Making chemically competent cells

Procedure

I followed the following method
  • The day before, start an overnight Liquid Culture of the E. coli strain. (5mL of LB + Antibiotics + Single colony)
  • The next day, set the Centrifuge at 4°C and place on ice a tube containing 15mL of 100mM CaCl2 and a tube containing 4mL of 100mM CaCl2 + 15% Glycerol.
  • In an Erlenmeyer, add 50mL of LB and 250uL of the Liquid Culture, (for quicker growth, use a larger Erlenmeyer)

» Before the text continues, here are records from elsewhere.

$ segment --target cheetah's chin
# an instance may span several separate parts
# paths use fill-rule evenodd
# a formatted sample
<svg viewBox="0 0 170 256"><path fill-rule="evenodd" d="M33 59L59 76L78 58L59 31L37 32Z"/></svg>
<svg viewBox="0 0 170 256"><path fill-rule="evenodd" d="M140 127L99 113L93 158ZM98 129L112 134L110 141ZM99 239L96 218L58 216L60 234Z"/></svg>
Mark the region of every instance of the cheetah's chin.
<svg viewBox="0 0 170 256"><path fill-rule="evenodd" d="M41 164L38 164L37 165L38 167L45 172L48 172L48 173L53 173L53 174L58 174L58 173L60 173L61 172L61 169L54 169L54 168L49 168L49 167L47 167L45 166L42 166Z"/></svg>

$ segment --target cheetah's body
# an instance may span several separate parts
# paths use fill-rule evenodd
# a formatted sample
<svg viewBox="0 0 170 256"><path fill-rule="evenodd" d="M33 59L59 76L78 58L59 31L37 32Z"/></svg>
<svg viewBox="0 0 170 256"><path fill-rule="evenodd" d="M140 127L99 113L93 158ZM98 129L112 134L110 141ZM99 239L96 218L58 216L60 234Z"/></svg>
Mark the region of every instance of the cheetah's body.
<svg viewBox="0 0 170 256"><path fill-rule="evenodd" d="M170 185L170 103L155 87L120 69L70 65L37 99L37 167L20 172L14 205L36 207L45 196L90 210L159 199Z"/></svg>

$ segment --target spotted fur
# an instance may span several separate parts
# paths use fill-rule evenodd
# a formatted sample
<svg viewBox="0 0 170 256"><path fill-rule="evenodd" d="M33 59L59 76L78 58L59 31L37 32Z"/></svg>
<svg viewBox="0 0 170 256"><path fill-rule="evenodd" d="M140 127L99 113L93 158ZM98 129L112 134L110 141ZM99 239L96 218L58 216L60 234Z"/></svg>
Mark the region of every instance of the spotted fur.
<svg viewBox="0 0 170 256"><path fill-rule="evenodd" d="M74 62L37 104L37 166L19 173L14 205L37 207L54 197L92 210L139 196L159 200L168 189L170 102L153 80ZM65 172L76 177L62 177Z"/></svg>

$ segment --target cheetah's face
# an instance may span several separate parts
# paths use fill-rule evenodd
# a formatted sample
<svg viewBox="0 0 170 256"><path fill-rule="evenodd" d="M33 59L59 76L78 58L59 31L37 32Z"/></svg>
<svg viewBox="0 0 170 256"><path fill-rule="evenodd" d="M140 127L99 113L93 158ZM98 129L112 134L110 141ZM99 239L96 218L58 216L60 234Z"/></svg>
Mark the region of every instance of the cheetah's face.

  • Put the Erlenmeyer to shake at 37°C until the OD(600) reaches 0.4 - 0.5.
  • When the OD(600) is reached, transfer in a 50mL Falcon tube and centrifuge 10min at 4°C.
  • Remove the supernatant and resuspend in 15mL of ice cold 100mM CaCl2. -Leave on ice for 4h.
  • Centrifuge 10min at 4°C.
  • Remove the supernatant and resuspend in 4mL of ice cold 100mM CaCl2 + 15% Glycerol.
  • Aliquot in 1.5mL eppendorf tubes and store at -80°C until use.